8800GTX and only 150 Particles before lagging? Help. =)

Started by
16 comments, last by Kurt-olsson 11 years, 5 months ago
My method of rendering particle system is.

Have a list of particles with
position
velocity.

Loop list and create two triangles for each particle in a vertex buffer. (in this stage the created triangles are in right position with right rotation)
copy vertexBuffer every frame.

This gives me sooooooo pooor performance.

I have an 8800GTX card and can only render 150 Particles... come on ... 150 particles before it start lagging.

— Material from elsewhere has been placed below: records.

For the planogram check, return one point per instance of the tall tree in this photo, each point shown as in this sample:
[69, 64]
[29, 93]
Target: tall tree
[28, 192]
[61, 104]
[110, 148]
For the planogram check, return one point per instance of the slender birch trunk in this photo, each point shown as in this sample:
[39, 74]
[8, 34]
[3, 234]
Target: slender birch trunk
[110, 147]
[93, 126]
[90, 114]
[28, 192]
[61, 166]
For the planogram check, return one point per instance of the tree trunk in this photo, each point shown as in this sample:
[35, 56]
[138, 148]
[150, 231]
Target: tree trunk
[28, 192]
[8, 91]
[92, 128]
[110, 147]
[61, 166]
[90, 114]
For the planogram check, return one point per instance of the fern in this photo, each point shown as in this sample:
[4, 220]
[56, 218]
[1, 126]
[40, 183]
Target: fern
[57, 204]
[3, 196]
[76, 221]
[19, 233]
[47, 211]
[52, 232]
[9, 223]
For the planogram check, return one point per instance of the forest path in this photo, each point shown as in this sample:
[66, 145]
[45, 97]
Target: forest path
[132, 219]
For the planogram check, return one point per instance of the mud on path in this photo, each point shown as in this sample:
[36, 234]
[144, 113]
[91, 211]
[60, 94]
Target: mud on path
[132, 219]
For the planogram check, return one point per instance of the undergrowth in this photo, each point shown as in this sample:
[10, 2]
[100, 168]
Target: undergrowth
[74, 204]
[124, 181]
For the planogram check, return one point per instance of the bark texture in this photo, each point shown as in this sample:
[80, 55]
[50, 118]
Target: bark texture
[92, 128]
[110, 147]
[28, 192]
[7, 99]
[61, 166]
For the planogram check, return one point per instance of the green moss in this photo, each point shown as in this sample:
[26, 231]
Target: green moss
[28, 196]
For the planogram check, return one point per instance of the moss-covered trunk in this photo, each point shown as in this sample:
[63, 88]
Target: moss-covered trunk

Must be somethign big problem with my code.

Here is my Particle class, it is Simple and i have tried to comment every function.
Please let me know if you see something bad.

Another thing is how come the movement is "slow" when particles are visible, i count everything with DeltaTime so shouldent it lag, but the movement/velocity of my player the same even if there is too much drawn on scene?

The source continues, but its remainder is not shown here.